8.    General. No changes or modifications to this Agreement or waivers of any provision of this Agreement shall be effective unless evidenced in a writing referencing this Agreement and signed for and on behalf of both parties. The failure of either party to enforce its rights under this Agreement at any time for any period shall not be construed as a waiver of such rights. This Agreement constitutes the entire agreement between the parties regarding the subject matter hereof and supersede all negotiations, conversations, or discussions between or among the parties relating to the subject matter of this Agreement. Neither Party relied on any promises or representations, written or oral, of the other party in forming this Agreement that are not expressly contained herein. In the event that any provision of this Agreement shall be determined to be unenforceable, that provision will be limited or eliminated to the minimum extent necessary so that this Agreement shall otherwise remain in full force and effect and enforceable. Licensee may not distribute, download or otherwise export or re-export the Services or any underlying technology except in full compliance with this Agreement, United States laws and regulations and any other applicable laws and regulations.
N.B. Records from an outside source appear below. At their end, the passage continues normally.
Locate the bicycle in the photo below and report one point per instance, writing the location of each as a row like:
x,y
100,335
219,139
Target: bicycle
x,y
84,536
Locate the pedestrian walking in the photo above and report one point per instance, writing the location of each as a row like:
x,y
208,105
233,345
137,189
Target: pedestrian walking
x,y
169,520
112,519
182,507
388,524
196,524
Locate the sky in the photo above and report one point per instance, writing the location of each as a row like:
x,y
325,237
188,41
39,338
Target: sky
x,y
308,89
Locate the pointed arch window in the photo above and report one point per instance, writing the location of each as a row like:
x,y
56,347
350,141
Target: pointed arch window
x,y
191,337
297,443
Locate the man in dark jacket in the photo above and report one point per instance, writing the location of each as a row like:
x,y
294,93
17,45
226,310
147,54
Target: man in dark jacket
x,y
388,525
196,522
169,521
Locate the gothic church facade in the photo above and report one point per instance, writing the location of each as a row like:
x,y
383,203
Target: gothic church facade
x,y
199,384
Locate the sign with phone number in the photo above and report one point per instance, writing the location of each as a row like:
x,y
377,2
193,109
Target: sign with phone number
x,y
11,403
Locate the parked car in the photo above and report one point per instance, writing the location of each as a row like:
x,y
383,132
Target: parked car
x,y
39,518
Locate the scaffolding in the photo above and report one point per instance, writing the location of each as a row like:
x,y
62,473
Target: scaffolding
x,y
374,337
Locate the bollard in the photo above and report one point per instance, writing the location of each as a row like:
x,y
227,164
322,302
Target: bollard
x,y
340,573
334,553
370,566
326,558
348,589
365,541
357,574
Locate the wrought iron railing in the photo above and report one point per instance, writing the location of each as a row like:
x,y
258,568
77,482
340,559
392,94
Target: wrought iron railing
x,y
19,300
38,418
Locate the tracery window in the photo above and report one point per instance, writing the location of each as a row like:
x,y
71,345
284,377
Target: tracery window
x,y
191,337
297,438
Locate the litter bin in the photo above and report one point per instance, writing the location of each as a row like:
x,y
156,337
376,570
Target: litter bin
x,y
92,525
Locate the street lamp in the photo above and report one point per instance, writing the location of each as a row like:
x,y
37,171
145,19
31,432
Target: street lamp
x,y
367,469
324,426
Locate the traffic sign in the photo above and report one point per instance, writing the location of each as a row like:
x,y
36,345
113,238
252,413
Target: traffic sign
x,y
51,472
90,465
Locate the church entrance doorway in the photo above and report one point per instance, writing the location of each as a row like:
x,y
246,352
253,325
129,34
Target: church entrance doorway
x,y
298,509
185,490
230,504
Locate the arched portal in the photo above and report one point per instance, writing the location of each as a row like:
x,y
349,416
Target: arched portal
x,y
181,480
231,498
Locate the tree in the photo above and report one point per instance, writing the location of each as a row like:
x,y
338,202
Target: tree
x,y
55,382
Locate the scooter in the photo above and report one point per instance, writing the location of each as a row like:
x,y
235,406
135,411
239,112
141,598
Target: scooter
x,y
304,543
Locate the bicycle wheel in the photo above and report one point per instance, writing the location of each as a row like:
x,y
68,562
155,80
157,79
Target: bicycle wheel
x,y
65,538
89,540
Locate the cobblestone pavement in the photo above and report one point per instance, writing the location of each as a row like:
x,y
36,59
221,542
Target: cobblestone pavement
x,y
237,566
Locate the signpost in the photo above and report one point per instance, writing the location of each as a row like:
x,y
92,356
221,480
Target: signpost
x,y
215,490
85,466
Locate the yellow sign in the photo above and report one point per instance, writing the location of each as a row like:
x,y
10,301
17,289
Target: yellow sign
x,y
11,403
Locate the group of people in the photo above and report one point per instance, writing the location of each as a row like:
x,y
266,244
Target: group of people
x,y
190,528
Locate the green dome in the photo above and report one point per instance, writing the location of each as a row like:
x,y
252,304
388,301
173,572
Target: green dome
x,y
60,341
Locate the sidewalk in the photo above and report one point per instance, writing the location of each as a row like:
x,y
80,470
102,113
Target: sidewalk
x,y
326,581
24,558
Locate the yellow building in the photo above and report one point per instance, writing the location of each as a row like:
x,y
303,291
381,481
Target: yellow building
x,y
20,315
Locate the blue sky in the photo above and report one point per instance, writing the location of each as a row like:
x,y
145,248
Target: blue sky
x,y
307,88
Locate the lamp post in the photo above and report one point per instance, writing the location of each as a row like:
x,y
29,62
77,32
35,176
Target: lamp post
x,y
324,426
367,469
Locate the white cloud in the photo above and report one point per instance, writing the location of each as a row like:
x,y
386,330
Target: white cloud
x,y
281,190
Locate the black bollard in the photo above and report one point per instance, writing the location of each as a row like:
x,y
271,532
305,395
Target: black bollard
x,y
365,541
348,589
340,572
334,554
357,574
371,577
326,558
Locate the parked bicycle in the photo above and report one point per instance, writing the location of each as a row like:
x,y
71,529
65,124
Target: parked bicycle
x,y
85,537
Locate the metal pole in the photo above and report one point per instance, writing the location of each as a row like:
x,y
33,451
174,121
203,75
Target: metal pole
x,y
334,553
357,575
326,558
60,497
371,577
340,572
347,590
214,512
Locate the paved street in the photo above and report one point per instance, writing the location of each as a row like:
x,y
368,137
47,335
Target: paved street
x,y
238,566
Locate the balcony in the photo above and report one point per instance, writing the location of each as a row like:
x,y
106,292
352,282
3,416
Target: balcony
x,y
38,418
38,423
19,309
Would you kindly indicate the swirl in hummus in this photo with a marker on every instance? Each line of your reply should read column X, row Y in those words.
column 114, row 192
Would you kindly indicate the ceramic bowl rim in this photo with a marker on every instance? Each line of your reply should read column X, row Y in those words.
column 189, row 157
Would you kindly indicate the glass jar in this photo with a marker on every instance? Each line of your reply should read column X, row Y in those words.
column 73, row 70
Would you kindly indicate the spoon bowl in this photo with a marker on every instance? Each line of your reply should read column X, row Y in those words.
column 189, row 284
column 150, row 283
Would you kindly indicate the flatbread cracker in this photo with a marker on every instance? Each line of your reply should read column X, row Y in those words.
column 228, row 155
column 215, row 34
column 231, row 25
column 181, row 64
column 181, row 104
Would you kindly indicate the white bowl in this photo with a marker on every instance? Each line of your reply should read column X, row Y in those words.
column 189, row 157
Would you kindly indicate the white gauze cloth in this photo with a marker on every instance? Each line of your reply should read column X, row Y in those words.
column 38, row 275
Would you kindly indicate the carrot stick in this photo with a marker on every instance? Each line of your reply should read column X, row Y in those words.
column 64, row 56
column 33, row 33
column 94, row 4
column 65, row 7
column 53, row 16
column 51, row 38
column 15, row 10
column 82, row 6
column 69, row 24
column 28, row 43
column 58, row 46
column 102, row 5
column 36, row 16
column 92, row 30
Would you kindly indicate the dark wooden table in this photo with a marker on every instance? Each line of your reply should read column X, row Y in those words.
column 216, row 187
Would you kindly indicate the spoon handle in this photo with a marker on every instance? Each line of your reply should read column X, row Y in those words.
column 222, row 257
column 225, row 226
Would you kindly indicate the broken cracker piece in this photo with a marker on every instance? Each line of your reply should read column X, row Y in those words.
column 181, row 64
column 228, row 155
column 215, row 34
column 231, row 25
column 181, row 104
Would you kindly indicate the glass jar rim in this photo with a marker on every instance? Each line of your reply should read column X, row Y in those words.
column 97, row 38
Licensee represents and warrants that it is not located in, under control, or a national or resident of any country where making available the Services would not comply with any such laws or regulations. It is agreed that because of the proprietary nature of the Services, StormForge’s remedies at law for a breach by the Licensee of its obligations under this Agreement may be inadequate and that StormForge will, in the event of such breach, be entitled to, in addition to any other remedy available to it, equitable relief, including injunctive relief, without the posting of any bond and in addition to all other remedies provided under this Agreement or available at law.